I must also respond to the statement made earlier in this Committee by the delegate from Cuba. It was my delegation’s hope that this dialogue would have been limited to matters listed on the agenda. However, the Cuban delegation, as in the past, has chosen to politicize this Committee. The United States Government has steadfastly observed our international obligations, particularly those of the ITU concerning avoidance of harmful interference to the services of other countries. For 44 years the Cuban people have been denied the right to choose their own representatives, to voice their opinions without fear of reprisal, to meet, or to organize freely.
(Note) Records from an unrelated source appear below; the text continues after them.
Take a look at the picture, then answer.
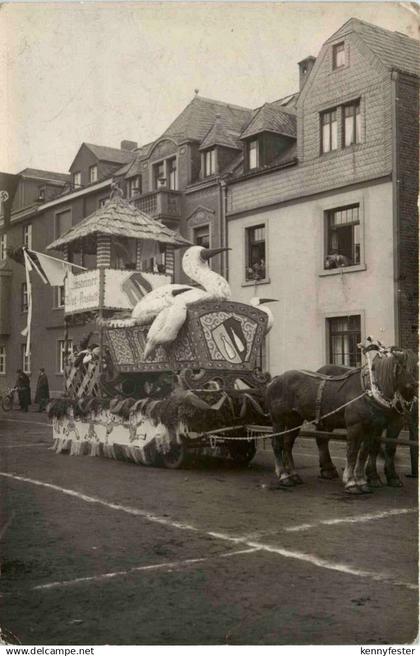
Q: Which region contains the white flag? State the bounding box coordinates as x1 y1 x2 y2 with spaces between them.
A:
28 249 86 286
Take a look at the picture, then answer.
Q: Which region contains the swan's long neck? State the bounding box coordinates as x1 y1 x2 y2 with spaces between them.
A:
184 260 231 298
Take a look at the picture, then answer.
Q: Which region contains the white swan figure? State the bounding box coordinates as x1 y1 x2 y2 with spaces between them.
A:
142 246 231 357
132 245 231 325
249 297 277 333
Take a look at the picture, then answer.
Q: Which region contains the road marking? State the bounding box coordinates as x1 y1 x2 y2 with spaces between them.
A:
0 444 47 449
1 472 417 592
31 548 259 591
285 508 417 532
0 418 50 427
0 473 201 533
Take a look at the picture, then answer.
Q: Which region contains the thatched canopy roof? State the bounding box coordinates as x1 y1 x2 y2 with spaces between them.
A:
46 192 191 252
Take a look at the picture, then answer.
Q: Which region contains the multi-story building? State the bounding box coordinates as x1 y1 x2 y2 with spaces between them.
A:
0 17 418 393
225 18 419 373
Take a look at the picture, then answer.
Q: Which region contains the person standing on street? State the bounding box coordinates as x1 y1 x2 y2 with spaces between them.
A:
15 369 31 412
35 368 49 412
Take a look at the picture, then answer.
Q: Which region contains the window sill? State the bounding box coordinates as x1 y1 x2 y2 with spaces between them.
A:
242 277 271 287
319 264 366 277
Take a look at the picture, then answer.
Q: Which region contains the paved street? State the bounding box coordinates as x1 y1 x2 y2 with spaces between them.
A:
0 410 418 646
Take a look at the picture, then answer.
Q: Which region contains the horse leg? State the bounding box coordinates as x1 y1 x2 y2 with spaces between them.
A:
283 429 304 484
354 432 376 493
316 437 339 479
271 432 295 487
343 423 364 494
365 436 384 487
384 417 404 487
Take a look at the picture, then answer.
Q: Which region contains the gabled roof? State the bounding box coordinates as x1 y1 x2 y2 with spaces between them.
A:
160 95 253 144
327 18 419 78
83 143 137 164
46 192 191 251
199 116 241 151
240 100 297 140
18 168 70 183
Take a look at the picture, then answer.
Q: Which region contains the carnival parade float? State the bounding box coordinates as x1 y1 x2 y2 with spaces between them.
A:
41 189 273 469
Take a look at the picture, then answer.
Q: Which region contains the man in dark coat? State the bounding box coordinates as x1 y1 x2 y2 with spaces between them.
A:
15 369 31 412
35 368 49 412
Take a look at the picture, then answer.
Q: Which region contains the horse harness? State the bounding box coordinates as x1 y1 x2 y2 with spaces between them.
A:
300 369 357 426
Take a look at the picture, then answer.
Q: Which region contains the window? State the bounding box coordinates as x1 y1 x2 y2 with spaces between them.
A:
327 315 361 367
0 345 6 374
21 344 31 374
321 110 337 153
245 225 266 281
203 150 216 177
248 140 259 169
89 165 98 183
325 204 360 269
55 209 72 238
167 158 177 190
23 223 32 249
99 198 108 208
193 225 210 249
0 233 7 260
73 172 81 188
343 101 361 147
127 176 142 199
333 42 345 69
58 339 73 374
153 162 165 189
21 282 28 312
54 285 65 308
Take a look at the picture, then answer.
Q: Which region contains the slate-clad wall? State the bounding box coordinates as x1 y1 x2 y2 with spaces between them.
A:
396 73 419 350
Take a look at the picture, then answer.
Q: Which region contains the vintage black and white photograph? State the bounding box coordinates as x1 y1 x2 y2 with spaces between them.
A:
0 1 418 647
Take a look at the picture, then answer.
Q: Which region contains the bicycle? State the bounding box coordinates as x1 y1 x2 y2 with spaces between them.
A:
1 387 17 412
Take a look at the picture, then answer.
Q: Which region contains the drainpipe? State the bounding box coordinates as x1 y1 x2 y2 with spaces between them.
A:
219 179 228 278
391 70 400 346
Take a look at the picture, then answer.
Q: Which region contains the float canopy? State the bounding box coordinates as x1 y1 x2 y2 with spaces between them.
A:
46 191 191 253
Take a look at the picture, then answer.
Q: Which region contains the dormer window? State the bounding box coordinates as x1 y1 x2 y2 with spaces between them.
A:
73 171 81 188
89 165 98 183
343 101 361 146
167 158 177 190
203 149 216 177
333 42 345 69
248 140 259 170
321 109 337 153
127 176 142 198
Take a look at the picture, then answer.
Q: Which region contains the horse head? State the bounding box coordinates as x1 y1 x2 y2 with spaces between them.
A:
371 348 418 405
390 348 418 402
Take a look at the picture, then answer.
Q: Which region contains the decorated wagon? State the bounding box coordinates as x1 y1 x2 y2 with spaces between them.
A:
46 188 273 469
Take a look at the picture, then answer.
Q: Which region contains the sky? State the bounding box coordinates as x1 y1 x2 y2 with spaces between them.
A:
0 1 418 174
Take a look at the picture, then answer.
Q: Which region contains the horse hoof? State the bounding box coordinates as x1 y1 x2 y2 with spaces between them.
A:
266 479 293 490
345 485 363 495
290 473 304 485
367 477 384 488
279 476 295 487
387 478 403 488
358 484 373 494
319 469 339 480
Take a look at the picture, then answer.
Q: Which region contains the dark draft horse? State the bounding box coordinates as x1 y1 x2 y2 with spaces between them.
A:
316 363 417 487
266 348 418 494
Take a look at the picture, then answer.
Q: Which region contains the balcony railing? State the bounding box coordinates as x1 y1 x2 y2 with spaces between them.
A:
132 189 182 223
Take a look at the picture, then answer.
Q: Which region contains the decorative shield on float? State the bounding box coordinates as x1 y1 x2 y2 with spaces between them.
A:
103 300 268 376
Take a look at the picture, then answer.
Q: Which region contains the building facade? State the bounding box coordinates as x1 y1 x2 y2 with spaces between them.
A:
0 17 418 393
225 18 419 373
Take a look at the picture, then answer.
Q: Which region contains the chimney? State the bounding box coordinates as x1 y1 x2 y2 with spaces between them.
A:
120 140 138 151
298 56 316 90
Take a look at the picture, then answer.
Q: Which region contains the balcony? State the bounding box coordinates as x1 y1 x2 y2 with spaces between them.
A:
132 190 182 228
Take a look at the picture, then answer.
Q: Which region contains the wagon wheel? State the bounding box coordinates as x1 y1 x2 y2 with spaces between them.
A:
227 439 257 466
161 439 189 469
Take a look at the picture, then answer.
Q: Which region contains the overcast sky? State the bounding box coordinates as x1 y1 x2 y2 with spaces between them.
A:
0 1 417 174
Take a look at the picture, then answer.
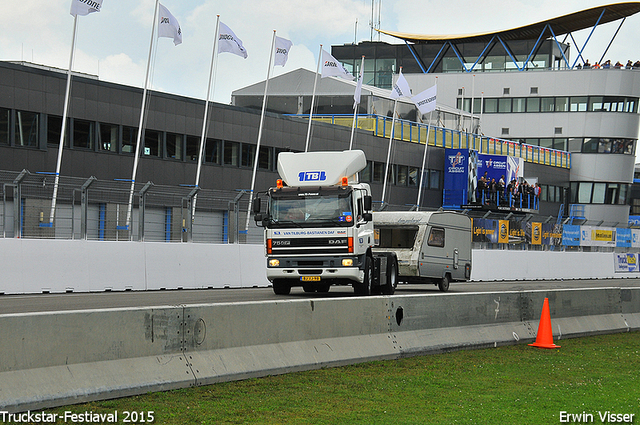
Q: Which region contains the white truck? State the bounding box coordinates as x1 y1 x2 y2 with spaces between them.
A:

We continue to feel that the Cuban government’s opposition to Radio and TV Marti is driven solely by an underlying fear of the consequences of the Cuban people having full knowledge of their own country and the world around them; a freedom to which all members of the human race are entitled.
I would like to quote from three recent statements.
The first, from Secretary of State Powell, delivered on April 10th, and referring to the show trials conducted by Cuba in a vain effort to silence a growing opposition: “In recent days, the Cuban government has undertaken the most significant act of political repression in decades. Nearly 80 representatives of a growing and truly independent civil society have been arrested, convicted and sentenced to lengthy prison terms in summary, secret trials. Their only crime was seeking basic human rights and freedoms.”
The second, from UN High Commissioner for Human Rights Vieira de Mello, delivered on April 9th, and referring to the recent summary executions of three Cubans accused of hijacking a boat: "There are questions about the fairness of such expedited proceedings, which have been closed to the public and observers, and I am calling for transparency…"Cuba must ensure that the accused benefit from due process, including the right to an adequate defence.”
The third from UNESCO Director-General Matsuura, delivered on April 7th: “I am very concerned about the situation of freedom of expression and press freedom in Cuba…Reports regarding the wave of recent arrests, in which at least 24 journalists and as many as 78 human rights activists have been jailed, were worrying…Promoting the free flow of ideas by word and image is part of UNESCO’s constitution…The arrests and subsequent trials represent a serious infringement of the right to freedom of expression and other basic rights recognized by the Universal Declaration of Human Rights…I urge the Cuban authorities to respect fundamental rights of journalists and other individuals arrested for speaking their mind.
In closing, I would again like to commend all members of the Department for their hard work and to pledge United States support for their continuing efforts to make the Department increasingly more efficient and effective.